The much-hyped trillion-dollar coronavirus stimulus package that would help offset its devastating economic effects hit a roadblock Sunday night as Democrats blocked the measure from a procedural vote.
After days of intensive discussions, talks collapsed between Capitol Hill leaders and the White House over a "Phase 3" stimulus package designed to quell the current global health problem, leading to a failed cloture vote aimed at pushing the bill forward.
Democrats said the Republican bill failed to properly protect millions of American employees during the pandemic, or to shore up the country's chronically under-equipped health care infrastructure.
They argued that the new aid package benefited businesses over employees and providers of health care, bringing Republicans back to the negotiating table.
The emergency bill, which is projected to be one of America's biggest and most costly relief packages, will provide much needed assistance to American households, small companies, and industries who have been hardest hit by the virus.
The bill proposed a funding of approximately $1.7 trillion or more to soften the blow to American families and thousands of shuttered or struggling businesses.
The procedural vote was deadlocked at 47, with five non-chamber Republicans including Sen. Rand Paul, who declared Sunday that he had the virus. The count fell well short of the required 60 votes to get the nod of the Senate.
The plan - as it currently stands - is to allocate $250 billion that would go directly to the Americans. Many individuals will receive $1,200 direct deposits for each child, plus an additional $500; $3,000 will go to a family with four members. The money starts phasing out for Americans earning more than $75,000 per annum.
Although the proposal had been disrupted by infighting, lawmakers persisted in closed-door talks aiming to get the program back on track. Top Senate Democrat Chuck Schumer and Treasury Secretary Steven Mnuchin "are working late into the night, and they have had yet another fruitful meeting," a spokesman for Schumer said.

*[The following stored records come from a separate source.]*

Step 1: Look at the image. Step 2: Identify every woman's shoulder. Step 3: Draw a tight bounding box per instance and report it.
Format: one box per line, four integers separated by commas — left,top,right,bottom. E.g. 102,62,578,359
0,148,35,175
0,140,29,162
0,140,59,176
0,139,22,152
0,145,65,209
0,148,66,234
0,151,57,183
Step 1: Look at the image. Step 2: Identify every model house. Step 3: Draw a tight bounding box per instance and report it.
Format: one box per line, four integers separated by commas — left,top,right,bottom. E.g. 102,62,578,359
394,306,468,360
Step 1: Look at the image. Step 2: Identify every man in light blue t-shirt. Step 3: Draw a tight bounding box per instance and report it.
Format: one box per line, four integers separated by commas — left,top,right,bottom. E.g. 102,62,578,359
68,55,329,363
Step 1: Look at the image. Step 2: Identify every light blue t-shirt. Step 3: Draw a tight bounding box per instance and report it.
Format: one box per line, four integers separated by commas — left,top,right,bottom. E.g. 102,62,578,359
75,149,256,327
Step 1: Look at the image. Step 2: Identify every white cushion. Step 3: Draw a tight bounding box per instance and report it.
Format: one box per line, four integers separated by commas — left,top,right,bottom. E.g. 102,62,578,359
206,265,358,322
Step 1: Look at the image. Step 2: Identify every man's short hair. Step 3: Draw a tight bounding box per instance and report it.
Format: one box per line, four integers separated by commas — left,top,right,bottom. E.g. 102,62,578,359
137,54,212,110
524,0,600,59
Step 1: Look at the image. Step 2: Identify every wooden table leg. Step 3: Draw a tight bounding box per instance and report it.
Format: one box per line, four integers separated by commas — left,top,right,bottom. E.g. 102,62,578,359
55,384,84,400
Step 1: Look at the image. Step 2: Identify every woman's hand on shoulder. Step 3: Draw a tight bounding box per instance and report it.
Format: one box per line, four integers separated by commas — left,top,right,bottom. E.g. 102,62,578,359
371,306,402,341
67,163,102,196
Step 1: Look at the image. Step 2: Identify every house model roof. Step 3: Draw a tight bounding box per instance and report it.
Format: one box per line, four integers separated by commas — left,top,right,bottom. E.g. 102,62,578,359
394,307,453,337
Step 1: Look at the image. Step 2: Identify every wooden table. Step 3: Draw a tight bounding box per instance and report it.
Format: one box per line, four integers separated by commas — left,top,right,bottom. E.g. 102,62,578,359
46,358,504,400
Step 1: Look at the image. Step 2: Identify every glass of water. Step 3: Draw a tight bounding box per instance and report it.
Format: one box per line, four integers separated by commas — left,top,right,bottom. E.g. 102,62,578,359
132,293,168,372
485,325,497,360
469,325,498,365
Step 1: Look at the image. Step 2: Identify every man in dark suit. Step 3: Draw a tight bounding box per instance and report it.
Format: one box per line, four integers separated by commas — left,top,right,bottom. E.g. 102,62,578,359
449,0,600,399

The plan also allocates $350 billion to small companies to help retain salaried jobs. Mnuchin said that he would "forgive" those small business retention loans. The plan gives qualifying employees 39 weeks of jobless benefits, retroactive to January 27.
Together, the drastic steps were one of the most dramatic government relief attempts outside of wartime, with millions of people being forced out of jobs, thousands of companies being shut down, traveling severely curtailed, and little guarantee as to when things would normalize.